Well at least they get to keep their jobs. Might not be what they wanted for a job role but it doesn't look like they have much say in the matter. I am curious though, why were they even implicated in the first place if there was no evidence of criminal wrong doing? Was it because they were working out of troop F and the brass just chalked it up to guilt by association? Or was it Because, like others have already suggested, they pissed off someone high up on the totem pole?


----------



## j809

You cannot be suspended without pay as you’re a tenured employee. In Massachusetts if you’re in the union you have to get paid. MSP was brought up in my collective bargaining class before all this fiasco and the professor a famous labor attorney said it will be a matter of time that the state police will get whacked because they’re violating law. There’s a procedure on discipline and removing a member and the court martial system doesn’t cut it , especially that they’re now represented by civil service for appeals etc. At the end of the day, whoever stole money and was part of the organized crime scheme with ghost tickets, etc, doesn’t belong on the job. Many troopers I know don’t want those guys back on the job. 


Sent from my iPhone using Tapatalk


----------



## mpd61

j809 said:


> You cannot be suspended without pay as you're a tenured employee. In Massachusetts if you're in the union you have to get paid.


Too bad that didn't work for Tommy and Dave!
Tommy should have been reinstated under this MGL!!!
General Law - Part IV, Title I, Chapter 268A, Section 25


----------



## j809

mpd61 said:


> Too bad that didn't work for Tommy and Dave!
> Tommy should have been reinstated under this MGL!!!
> General Law - Part IV, Title I, Chapter 268A, Section 25


Yes once under indictment or guilty you cannot collect. Those troopers were never charged just administrative suspension.

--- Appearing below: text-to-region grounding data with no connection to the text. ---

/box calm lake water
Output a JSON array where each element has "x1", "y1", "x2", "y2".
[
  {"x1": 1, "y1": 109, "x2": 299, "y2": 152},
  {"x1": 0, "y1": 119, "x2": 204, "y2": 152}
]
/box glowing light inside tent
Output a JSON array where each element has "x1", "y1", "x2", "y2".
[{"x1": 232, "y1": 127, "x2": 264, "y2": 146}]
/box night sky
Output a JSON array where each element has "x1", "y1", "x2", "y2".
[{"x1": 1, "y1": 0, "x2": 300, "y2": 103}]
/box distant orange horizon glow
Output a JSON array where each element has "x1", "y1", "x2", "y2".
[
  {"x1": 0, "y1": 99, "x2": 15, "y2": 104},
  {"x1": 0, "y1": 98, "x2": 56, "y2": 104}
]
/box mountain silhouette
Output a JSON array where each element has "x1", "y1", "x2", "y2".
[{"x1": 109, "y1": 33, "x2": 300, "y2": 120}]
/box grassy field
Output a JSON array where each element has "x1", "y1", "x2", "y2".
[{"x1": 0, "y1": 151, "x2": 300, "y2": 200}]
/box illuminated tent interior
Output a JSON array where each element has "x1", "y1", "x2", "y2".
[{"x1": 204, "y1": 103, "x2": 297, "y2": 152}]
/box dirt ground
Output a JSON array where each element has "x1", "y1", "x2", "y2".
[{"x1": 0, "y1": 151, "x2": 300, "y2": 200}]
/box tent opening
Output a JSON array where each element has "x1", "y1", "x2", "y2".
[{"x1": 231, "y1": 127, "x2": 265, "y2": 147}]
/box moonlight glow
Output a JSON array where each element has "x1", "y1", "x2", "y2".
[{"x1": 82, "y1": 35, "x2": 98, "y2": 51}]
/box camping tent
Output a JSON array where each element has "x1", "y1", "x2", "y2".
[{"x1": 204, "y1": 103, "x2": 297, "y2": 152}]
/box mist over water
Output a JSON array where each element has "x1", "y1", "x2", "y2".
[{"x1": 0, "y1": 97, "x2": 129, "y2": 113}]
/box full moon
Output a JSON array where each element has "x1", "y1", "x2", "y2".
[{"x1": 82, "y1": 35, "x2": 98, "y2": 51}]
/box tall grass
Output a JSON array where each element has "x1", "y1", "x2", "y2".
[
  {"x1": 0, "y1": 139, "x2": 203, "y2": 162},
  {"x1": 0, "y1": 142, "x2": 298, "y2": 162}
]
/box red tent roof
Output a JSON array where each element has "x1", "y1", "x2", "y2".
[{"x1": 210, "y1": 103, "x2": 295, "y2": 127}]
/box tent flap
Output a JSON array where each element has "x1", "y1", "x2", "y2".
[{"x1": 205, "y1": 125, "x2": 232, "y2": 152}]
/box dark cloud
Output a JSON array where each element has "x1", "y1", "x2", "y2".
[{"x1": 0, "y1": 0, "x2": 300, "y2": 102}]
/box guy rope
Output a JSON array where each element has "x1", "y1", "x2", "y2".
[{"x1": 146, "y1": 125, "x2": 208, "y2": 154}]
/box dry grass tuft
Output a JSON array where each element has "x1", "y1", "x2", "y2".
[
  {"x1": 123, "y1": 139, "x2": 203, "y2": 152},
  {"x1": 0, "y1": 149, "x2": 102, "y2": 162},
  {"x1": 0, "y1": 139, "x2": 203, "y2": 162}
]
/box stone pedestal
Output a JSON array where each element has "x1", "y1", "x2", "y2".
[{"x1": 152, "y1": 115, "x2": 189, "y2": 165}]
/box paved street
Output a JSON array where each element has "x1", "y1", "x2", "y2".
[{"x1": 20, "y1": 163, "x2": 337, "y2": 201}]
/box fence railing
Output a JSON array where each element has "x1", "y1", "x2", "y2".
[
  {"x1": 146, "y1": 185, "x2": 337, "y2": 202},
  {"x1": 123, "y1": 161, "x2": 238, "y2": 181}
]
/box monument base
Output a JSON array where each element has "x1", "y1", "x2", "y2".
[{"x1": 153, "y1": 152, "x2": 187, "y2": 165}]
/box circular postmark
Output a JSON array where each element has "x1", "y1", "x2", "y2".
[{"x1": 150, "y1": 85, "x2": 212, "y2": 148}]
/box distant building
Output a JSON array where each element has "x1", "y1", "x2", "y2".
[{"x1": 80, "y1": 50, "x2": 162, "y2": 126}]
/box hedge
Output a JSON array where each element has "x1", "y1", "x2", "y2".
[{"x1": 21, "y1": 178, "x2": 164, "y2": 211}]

Sent from my iPhone using Tapatalk


----------



## Sooty

j809 said:


> You cannot be suspended without pay as you're a tenured employee. In Massachusetts if you're in the union you have to get paid.


False

Trust me!


----------



## CCCSD

I heard these guys were coming back as SSPOs...Fuck!


----------



## Goose

CCCSD said:


> I heard these guys were coming back as SSPOs...Fuck!


...at a state school!


----------



## Bloodhound

j809 said:


> You cannot be suspended without pay as you're a tenured employee. In Massachusetts if you're in the union you have to get paid.





Sooty said:


> False
> 
> Trust me!


As you long as you receive a disciplinary hearing of course you can be suspended without pay. That's what a suspension is.


----------



## Sooty

Bloodhound said:


> As you long as you receive a disciplinary hearing of course you can be suspended without pay. That's what a suspension is.


Yup!


----------



## LGriffin

TheSnowman said:


> So then what's the next for those troopers? Reinstatement?


They'll spend their remaining days stuffing envelopes for Jesse Jackson.


----------